Icing on the cake? For about a week I kept trying to get the comics page, hoping it was a mistake. Then my google newsfeed told me that yahoo had deliberately deleted it. Not yahoo news, google news. Good job, yahoo.
Re: (Score:2)
Forbes and Yahoo seem to be the leading attack point for virus entry. I consistently read about, so you might be very lucky
and to cite sources :
Forbes https://www.hackread.com/forbe... [hackread.com]
and yahoo's https://blog.malwarebytes.org/... [malwarebytes.org]
SideNote: Yahoo's finance page was considered on of the best until recently ( sorry no source to cite ), so I am going to guess that a new attack point will show up in due time
Re: (Score:2)
Um.... that DOES sound like a good idea. Maybe not for Yahoo stockholders, but for anyone who wants free video without those annoying ads...

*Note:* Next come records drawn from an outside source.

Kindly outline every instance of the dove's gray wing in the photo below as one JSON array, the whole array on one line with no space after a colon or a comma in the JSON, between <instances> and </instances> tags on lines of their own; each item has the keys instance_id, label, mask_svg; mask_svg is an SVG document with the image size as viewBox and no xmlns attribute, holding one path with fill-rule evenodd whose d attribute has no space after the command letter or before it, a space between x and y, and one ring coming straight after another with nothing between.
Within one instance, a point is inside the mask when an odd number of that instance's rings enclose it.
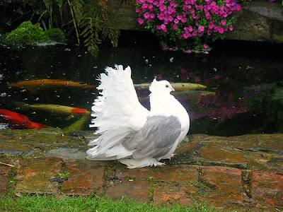
<instances>
[{"instance_id":1,"label":"dove's gray wing","mask_svg":"<svg viewBox=\"0 0 283 212\"><path fill-rule=\"evenodd\" d=\"M161 158L168 153L181 132L181 124L174 116L149 117L133 138L122 142L127 149L135 150L134 159Z\"/></svg>"}]
</instances>

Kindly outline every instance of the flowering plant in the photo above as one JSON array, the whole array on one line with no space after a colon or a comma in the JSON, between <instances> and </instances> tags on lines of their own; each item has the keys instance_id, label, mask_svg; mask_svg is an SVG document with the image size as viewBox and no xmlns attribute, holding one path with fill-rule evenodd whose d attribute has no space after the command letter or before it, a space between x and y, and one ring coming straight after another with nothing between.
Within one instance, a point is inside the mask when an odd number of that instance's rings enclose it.
<instances>
[{"instance_id":1,"label":"flowering plant","mask_svg":"<svg viewBox=\"0 0 283 212\"><path fill-rule=\"evenodd\" d=\"M208 53L207 45L233 30L236 0L136 0L137 21L161 38L163 49Z\"/></svg>"}]
</instances>

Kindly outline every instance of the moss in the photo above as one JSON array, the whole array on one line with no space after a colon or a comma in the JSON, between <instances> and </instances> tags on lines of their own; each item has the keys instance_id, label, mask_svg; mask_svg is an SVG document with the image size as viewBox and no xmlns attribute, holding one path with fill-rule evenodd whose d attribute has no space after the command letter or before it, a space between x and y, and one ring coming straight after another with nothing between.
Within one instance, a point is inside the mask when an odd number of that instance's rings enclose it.
<instances>
[{"instance_id":1,"label":"moss","mask_svg":"<svg viewBox=\"0 0 283 212\"><path fill-rule=\"evenodd\" d=\"M64 42L65 35L59 28L51 28L45 32L45 35L51 40L57 42Z\"/></svg>"},{"instance_id":2,"label":"moss","mask_svg":"<svg viewBox=\"0 0 283 212\"><path fill-rule=\"evenodd\" d=\"M59 29L43 31L38 23L33 25L30 21L25 21L7 35L6 42L8 45L30 45L37 42L62 42L64 39L64 33Z\"/></svg>"}]
</instances>

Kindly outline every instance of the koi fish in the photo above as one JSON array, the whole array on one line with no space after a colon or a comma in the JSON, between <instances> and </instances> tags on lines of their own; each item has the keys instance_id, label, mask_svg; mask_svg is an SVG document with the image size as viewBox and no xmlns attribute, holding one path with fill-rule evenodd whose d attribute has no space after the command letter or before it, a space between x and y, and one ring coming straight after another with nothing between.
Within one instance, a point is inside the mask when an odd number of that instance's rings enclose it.
<instances>
[{"instance_id":1,"label":"koi fish","mask_svg":"<svg viewBox=\"0 0 283 212\"><path fill-rule=\"evenodd\" d=\"M31 122L19 113L8 110L0 110L0 121L3 120L16 128L42 129L50 127L47 125Z\"/></svg>"},{"instance_id":2,"label":"koi fish","mask_svg":"<svg viewBox=\"0 0 283 212\"><path fill-rule=\"evenodd\" d=\"M13 102L13 103L21 107L21 110L35 110L47 111L52 113L61 114L88 114L91 112L85 109L72 107L65 105L53 105L53 104L35 104L28 105L23 102Z\"/></svg>"},{"instance_id":3,"label":"koi fish","mask_svg":"<svg viewBox=\"0 0 283 212\"><path fill-rule=\"evenodd\" d=\"M83 130L83 127L86 124L86 122L87 122L88 121L88 122L90 122L89 119L90 116L88 115L82 116L81 118L80 118L76 122L73 123L70 126L64 128L63 131L65 133L69 133L74 131L81 131Z\"/></svg>"},{"instance_id":4,"label":"koi fish","mask_svg":"<svg viewBox=\"0 0 283 212\"><path fill-rule=\"evenodd\" d=\"M207 86L197 84L197 83L171 83L173 88L175 91L184 91L184 90L204 90L207 88ZM134 88L137 89L148 89L150 86L149 83L142 84L134 84Z\"/></svg>"},{"instance_id":5,"label":"koi fish","mask_svg":"<svg viewBox=\"0 0 283 212\"><path fill-rule=\"evenodd\" d=\"M30 91L35 91L38 89L54 88L54 87L70 87L79 88L93 88L96 86L89 85L82 82L74 82L64 79L36 79L26 81L21 81L13 83L8 83L8 86L15 88L23 88Z\"/></svg>"}]
</instances>

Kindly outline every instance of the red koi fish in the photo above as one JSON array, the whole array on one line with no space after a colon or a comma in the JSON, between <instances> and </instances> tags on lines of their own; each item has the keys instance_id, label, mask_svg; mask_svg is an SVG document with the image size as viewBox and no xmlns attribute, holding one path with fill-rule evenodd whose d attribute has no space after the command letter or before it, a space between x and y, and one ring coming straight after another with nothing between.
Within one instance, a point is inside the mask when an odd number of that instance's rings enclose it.
<instances>
[{"instance_id":1,"label":"red koi fish","mask_svg":"<svg viewBox=\"0 0 283 212\"><path fill-rule=\"evenodd\" d=\"M8 110L0 110L0 121L8 122L15 128L41 129L49 126L31 122L23 114Z\"/></svg>"}]
</instances>

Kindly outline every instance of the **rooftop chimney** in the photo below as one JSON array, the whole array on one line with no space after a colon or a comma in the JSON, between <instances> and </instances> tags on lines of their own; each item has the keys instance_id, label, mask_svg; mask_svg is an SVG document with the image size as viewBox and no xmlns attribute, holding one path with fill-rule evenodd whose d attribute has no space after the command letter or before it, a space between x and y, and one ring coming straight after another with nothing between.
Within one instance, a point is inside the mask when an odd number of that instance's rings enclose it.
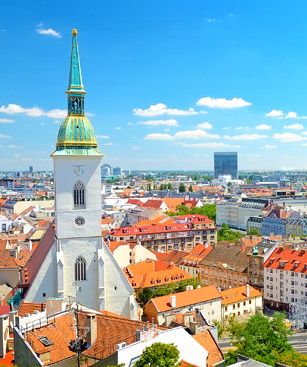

Not going to be anonymous for long. (Score:2)
My evil AI machine learning algorithms should have this problem licked post haste.
how_not_to_build_a_news_site.zip (Score:2)
The file is named "how_not_to_build_a_news_site.zip"
I'm guessing the university email address requirement is because they don't want someone using the data for commercial purposes, and ending up becoming as successful as Yahoo currently is...
It's nice of them to look out for us like that.
I humbly request the wisdom of the Cube and Xalton (Score:1)
How many SOMADs will this dataset create? I shudder to contemplate what pure depravities will be distilled from these "interactions."
"Anonymized Data" (Score:2)
>> 110 billion interactions from 20 million Yahoo News users in 1.5TB of zipped data. The anonymized data
Which will be DE-anonymized in 3...2...1...
Re: (Score:2)
Yeah, I recall when AOL released some anonymized data about 10 years ago, and it was de-anonymized pretty quickly.